Using Your Mortgage As Car Finance

If you’re like a lot of people, loans of any kind probably stress you out. Interest rates, loan terms, APR, are all loan lingo that can sound overwhelming and difficult to sort through. Finding the best loan for you will obviously be your priority, but may not be the priority for the lender.

When it comes time to buy a new car, you’re suddenly going to be forced with not only understanding these terms, but figuring out what a fair loan for you looks like, and what you can afford. Because of the complications of getting a loan, it can be extremely tempting to try and consolidate. With buying a car, one option to consolidate is to use your existing home mortgage to finance your car loan.

Just like almost everything in this world, there are pros and cons to doing this. You’ll want to thoroughly research your options and review this list to determine if this is the right course of action for you.  

PROS:

Interest rates

First, a little background for those of us who need help understanding the basic process.

Using your mortgage as vehicle finance simply means reconfiguring your existing home loan. You’ll need to refinance your home loan at a higher borrowing amount, which essentially gives you the money you need to buy a car.

One of the biggest pros of doing this is saving money from interest rates. Refinancing a mortgage can sometimes mean you can get a lower interest rate than you originally signed up. Interest rates are always fluctuating as the market climbs and falls, so if you refinance at the right time, rates may be lower. Lower interest rates mean that you’ll pay less interest by the end of your loan term, saving you money over the long run.

Some people refinance simply to get a lower interest rate, but others refinance for lower monthly payments or to shorten their loan term and pay it off earlier. This is especially helpful for small business owners who are looking at commercial vehicle finance, and need the extra equity to help their business get started.   

Ease

Another pro of refinancing is that it can be much easier to manage one loan and payment instead of a mortgage and a car loan. Simply tacking on the car loan means that everything is in one place and you have one payment to keep track of. This works really well for those of us who forget payments sometimes.

It also means that if you have questions, or need assistance with anything, you only have one place you need to be in contact with. Your mortgage broker becomes your one stop shop for all your questions and needs.

Change your loan type

If you previously signed up with an adjustable rate mortgage, this means that your mortgage is susceptible to interest rate changes and can potentially mean you end up paying more over time. Sometimes, this type of mortgage means interest rates will go down, but the risk is definitely there that it will go up instead. Refinancing can potentially give you the opportunity to switch to a fixed rate loan, which means you can lock in at a low rate and keep it for the entirety of the loan.

CONS:

Your credit

Your credit score is based on quite a few things, but a couple of main factors are how diversified your credit is, and your payment history. Having a separate car loan automatically means that you have multiple loans and therefore a more diverse credit history. If you pay your monthly payments on time consistently, with both your mortgage and your car loan, your credit score will actually increase because of your solid payment history.

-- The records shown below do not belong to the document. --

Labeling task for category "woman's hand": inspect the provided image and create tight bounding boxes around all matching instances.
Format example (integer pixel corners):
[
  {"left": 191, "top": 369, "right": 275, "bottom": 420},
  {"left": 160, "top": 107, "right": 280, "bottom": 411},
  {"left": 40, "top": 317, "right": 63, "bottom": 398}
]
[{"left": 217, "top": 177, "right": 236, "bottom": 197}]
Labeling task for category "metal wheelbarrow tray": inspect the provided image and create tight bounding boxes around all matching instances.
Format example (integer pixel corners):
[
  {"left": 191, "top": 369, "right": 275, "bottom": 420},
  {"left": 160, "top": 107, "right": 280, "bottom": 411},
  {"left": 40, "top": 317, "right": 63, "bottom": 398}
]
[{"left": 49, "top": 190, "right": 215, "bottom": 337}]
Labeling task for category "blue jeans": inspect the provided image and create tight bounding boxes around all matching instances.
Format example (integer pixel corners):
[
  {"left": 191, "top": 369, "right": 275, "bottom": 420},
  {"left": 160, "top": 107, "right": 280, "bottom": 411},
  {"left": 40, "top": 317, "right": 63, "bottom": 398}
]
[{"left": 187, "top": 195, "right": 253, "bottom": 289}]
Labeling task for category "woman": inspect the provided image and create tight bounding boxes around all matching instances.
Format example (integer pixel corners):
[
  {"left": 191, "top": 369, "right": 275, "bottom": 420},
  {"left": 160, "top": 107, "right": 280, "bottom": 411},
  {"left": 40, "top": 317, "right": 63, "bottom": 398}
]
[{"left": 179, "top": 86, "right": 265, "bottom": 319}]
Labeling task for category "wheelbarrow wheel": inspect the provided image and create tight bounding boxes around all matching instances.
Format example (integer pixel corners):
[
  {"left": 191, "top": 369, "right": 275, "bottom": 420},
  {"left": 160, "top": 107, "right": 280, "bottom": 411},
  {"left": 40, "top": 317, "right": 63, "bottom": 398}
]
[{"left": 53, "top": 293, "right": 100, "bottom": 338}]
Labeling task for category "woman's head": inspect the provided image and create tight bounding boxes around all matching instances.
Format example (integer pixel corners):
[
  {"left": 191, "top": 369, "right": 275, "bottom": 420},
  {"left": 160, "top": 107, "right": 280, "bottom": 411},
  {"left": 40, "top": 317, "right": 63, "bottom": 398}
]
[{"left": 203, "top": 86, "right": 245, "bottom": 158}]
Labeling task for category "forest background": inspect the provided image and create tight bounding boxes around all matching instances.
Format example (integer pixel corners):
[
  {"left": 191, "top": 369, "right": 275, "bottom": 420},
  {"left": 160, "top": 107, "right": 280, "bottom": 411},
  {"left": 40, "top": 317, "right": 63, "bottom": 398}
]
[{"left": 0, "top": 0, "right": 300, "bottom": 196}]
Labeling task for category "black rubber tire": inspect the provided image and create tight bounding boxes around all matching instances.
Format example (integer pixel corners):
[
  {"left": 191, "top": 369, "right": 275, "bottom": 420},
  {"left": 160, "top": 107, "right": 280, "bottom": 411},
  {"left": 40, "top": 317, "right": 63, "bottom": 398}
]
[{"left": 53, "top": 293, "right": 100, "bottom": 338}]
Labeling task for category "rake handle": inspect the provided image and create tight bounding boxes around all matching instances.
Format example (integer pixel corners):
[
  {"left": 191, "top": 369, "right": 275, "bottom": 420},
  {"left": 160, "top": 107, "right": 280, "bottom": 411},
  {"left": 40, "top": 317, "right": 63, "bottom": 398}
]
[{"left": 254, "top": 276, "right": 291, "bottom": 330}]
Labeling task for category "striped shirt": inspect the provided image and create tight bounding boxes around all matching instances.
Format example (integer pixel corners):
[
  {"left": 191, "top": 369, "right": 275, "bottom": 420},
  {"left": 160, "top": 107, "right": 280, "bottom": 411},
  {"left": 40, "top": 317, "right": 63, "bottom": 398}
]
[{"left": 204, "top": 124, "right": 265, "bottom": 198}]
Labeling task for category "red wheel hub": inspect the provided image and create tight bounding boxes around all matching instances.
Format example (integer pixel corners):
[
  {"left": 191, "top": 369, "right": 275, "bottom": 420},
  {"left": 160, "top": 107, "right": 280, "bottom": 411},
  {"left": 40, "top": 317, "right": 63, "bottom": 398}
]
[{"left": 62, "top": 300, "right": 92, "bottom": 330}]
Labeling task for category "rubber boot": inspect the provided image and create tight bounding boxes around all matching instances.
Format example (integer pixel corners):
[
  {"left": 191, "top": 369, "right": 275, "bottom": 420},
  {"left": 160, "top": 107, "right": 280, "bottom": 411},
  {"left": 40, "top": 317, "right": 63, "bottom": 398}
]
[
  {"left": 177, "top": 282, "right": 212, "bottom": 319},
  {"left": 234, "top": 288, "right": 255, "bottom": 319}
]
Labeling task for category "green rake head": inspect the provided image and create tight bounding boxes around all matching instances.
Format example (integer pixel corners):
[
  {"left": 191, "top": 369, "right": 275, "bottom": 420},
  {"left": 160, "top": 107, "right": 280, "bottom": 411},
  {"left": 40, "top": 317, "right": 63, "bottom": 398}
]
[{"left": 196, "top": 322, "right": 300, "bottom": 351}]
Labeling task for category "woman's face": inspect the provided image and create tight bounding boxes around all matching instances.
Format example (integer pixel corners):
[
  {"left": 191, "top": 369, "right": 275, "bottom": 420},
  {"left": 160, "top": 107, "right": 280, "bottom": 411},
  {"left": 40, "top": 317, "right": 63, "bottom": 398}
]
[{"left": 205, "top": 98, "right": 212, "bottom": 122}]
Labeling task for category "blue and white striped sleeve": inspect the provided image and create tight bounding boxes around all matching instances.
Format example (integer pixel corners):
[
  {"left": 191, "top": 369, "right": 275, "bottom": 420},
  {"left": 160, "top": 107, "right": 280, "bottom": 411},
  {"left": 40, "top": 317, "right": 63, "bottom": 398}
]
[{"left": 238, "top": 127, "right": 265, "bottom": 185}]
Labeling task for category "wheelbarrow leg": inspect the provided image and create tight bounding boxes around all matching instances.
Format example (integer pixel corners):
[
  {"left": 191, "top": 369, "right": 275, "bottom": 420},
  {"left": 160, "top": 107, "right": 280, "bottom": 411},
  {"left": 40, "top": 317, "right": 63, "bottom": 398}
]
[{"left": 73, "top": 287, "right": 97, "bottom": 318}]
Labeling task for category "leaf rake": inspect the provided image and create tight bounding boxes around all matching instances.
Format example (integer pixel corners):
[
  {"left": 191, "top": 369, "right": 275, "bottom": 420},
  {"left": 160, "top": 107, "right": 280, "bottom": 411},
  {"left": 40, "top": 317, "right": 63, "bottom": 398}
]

Future lenders may also be more willing to give you a loan, and you will be more likely to get a better interest rate because of your high credit score. If you aren’t sure what your credit score is, use a credit score calculator to give you an idea of what to expect for an interest rate.

Fees

Refinancing a mortgage doesn’t usually happen for free. Your lender may choose to charge a fee, which can be a bit exorbitant. Make sure you find out what kind of fees you can expect by contacting your lender before you start looking at cars. Many lenders might charge a fee for checking your credit score, or a fee for appraising your home. You might also want to consider using a refinancing calculator to get an idea of how much it will cost you.

Limitations

Refinancing a loan isn’t something you get to do whenever you feel like it, or whenever interest rates are especially low. You may only be able to refinance once within a certain time frame, depending on your lender’s terms and conditions. This means that if you are in a place in life where you are in need of an emergency fund shortly after refinancing, or even just need to be able to pay for your child’s schooling or other large debts, you might not be able to. Before you consider refinancing, you should assess your current savings and make sure that you have enough set aside as an emergency fund, just in case.

Appraisal

Most refinancing companies will require your home to go through an appraisal. Depending on how much work you have or haven’t put into your home over the years, the appraisal may not be the same as when you first bought the house. If the appraisal is lower than the original assessment, it’s possible your refinancing request may get denied. This can mean a bit of a hit on your finances, as you’ve most likely already paid some of the fees and done the paperwork to start the refinancing process.

In the end, the decision to use your home mortgage to finance a new car is completely up to you. You will really want to assess if you can not only handle the additional payments, but if it makes financial sense considering the current interest rates and your monthly budget. Remember that refinancing is not a quick fix or a quick money maker, but rather a calculated move that should be carefully considered and taken seriously.